Both wanted tenderness, and both imagined a life together, yet neither acted. This failure is not simply personal shyness.
It comes from a world that has trained them to suppress desire and stay within assigned roles. Zero remains in a dead marriage; Daisy remains beside him at work, close enough to dream but not close enough to change anything.
In the Elysian Fields, they finally kiss and hear music, suggesting that love can open a freedom neither found in life. Yet Zero cannot accept it for long.
He becomes embarrassed when Shrdlu appears, worries about respectability, and rejects the looseness of paradise. Daisy is ready to choose feeling over convention, but Zero retreats into the rules that have already ruined him.
The sadness of their relationship lies in the fact that happiness appears, briefly and clearly, and Zero still walks away from it.
Punishment, Guilt, and the Failure of Moral Systems
The play repeatedly questions whether punishment produces justice, understanding, or transformation. Zero is tried, convicted, caged, displayed, and executed, yet none of these actions truly explains him or repairs the harm he has done.

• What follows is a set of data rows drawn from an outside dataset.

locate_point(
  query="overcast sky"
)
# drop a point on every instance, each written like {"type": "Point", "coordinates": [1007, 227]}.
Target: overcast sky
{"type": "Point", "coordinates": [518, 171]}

The prison scene turns punishment into spectacle, with children brought to observe him as an exhibit. The court scene exposes the hypocrisy of judgment, since the jurors condemn Zero while refusing to face their own moral ugliness.
Shrdlu’s story approaches the theme from another direction. He desperately wants punishment because he believes his sin requires eternal flames.
When he reaches the Elysian Fields instead, he is tormented by the absence of the hell he expected. His misery shows how deeply a punitive moral system can shape the mind.
He cannot accept mercy, uncertainty, or peace because he has built his identity around guilt. Zero, by contrast, wants comfort and avoidance rather than moral reckoning.
Between them, the story suggests that punishment alone cannot create wisdom. A system may condemn, execute, or recycle a soul, but still fail to produce genuine change.